Berton menjelaskan, realisasi bantuan perbaikan maupun pembangunan rumah belum dilakukan karena saat ini penanganan bencana masih berada dalam tahap darurat.
Pada tahap ini, pemerintah lebih memprioritaskan pemenuhan kebutuhan dasar masyarakat terdampak, seperti makanan, tenda pengungsian, selimut, air bersih, hingga kebutuhan higienitas dan sanitasi.

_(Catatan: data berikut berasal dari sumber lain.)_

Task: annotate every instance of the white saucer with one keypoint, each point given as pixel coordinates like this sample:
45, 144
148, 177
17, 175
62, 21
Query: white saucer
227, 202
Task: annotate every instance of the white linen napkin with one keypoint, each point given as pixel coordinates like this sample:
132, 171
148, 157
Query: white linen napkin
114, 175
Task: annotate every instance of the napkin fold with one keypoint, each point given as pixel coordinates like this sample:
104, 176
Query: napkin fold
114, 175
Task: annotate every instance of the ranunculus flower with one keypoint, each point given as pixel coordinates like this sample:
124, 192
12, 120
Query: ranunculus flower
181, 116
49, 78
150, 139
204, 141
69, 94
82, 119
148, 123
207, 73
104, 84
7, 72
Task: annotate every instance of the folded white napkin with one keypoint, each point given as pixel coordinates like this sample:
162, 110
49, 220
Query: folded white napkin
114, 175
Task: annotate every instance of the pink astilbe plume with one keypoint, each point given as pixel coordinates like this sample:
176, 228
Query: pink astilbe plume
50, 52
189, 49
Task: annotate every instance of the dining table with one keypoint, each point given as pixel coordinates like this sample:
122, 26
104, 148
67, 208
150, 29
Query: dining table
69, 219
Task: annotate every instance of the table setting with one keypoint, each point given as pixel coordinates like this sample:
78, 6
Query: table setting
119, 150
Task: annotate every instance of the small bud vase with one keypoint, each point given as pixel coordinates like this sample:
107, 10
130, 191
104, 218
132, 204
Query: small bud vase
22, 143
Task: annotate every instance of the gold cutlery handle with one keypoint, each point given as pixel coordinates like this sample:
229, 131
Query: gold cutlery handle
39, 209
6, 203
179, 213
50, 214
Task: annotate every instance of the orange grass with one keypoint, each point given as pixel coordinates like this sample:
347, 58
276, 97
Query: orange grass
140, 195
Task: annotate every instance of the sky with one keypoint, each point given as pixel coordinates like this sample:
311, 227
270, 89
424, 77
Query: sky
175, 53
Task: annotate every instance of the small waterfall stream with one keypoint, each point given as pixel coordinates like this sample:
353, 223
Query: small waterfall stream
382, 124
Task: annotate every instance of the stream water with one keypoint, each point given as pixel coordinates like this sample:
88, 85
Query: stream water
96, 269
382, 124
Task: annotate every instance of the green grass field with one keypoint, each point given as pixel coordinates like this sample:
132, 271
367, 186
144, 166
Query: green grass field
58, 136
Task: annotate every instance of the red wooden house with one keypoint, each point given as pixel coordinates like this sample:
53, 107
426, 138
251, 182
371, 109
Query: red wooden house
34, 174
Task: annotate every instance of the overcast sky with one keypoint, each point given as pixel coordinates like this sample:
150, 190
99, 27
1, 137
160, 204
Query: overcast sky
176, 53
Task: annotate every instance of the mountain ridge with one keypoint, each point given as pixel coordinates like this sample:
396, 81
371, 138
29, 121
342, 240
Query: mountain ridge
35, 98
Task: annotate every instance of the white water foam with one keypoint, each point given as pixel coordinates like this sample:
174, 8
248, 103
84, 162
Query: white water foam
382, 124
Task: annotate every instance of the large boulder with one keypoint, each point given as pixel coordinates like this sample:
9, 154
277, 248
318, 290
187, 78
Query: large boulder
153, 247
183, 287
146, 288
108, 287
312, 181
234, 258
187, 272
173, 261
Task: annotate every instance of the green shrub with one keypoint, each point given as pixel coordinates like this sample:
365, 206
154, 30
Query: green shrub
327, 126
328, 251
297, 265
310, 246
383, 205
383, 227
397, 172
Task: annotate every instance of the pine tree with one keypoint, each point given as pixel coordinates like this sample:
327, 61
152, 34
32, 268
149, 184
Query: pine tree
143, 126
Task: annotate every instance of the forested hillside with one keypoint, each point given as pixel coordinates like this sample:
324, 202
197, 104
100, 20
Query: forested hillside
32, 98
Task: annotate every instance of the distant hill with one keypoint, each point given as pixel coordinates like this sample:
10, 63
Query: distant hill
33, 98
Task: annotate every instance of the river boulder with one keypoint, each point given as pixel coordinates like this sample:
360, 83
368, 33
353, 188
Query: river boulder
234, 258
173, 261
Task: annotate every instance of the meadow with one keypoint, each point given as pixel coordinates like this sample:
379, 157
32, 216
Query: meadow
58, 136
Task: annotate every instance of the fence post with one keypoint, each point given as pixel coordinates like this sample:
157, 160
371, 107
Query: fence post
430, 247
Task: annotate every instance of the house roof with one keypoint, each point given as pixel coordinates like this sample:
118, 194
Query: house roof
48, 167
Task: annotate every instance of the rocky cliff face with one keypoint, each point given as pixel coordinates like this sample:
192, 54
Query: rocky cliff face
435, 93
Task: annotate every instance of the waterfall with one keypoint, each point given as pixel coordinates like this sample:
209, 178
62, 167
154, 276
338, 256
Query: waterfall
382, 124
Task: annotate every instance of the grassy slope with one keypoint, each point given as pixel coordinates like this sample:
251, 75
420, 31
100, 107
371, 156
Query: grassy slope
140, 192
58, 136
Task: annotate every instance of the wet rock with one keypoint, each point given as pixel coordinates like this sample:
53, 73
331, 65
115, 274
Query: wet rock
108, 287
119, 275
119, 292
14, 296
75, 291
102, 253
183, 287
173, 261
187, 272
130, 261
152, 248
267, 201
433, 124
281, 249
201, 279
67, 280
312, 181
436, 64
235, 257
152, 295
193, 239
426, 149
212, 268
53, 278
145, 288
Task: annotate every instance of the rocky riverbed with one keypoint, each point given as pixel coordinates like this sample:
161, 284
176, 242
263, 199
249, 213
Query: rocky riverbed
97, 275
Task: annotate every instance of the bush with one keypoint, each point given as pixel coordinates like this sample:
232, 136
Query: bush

"Saat ini kita masih dalam tahap penanganan darurat. Memang tahap darurat ini, seminggu pertama ini maupun minggu kedua, itu lebih mengutamakan kepada pemenuhan kebutuhan dasar," tuturnya.
Kendati demikian, pendataan terhadap rumah warga yang mengalami kerusakan sudah dilakukan oleh tim di lapangan bersama pemerintah daerah. Data tersebut menjadi dasar awal untuk menentukan penerima bantuan sesuai kategori kerusakan.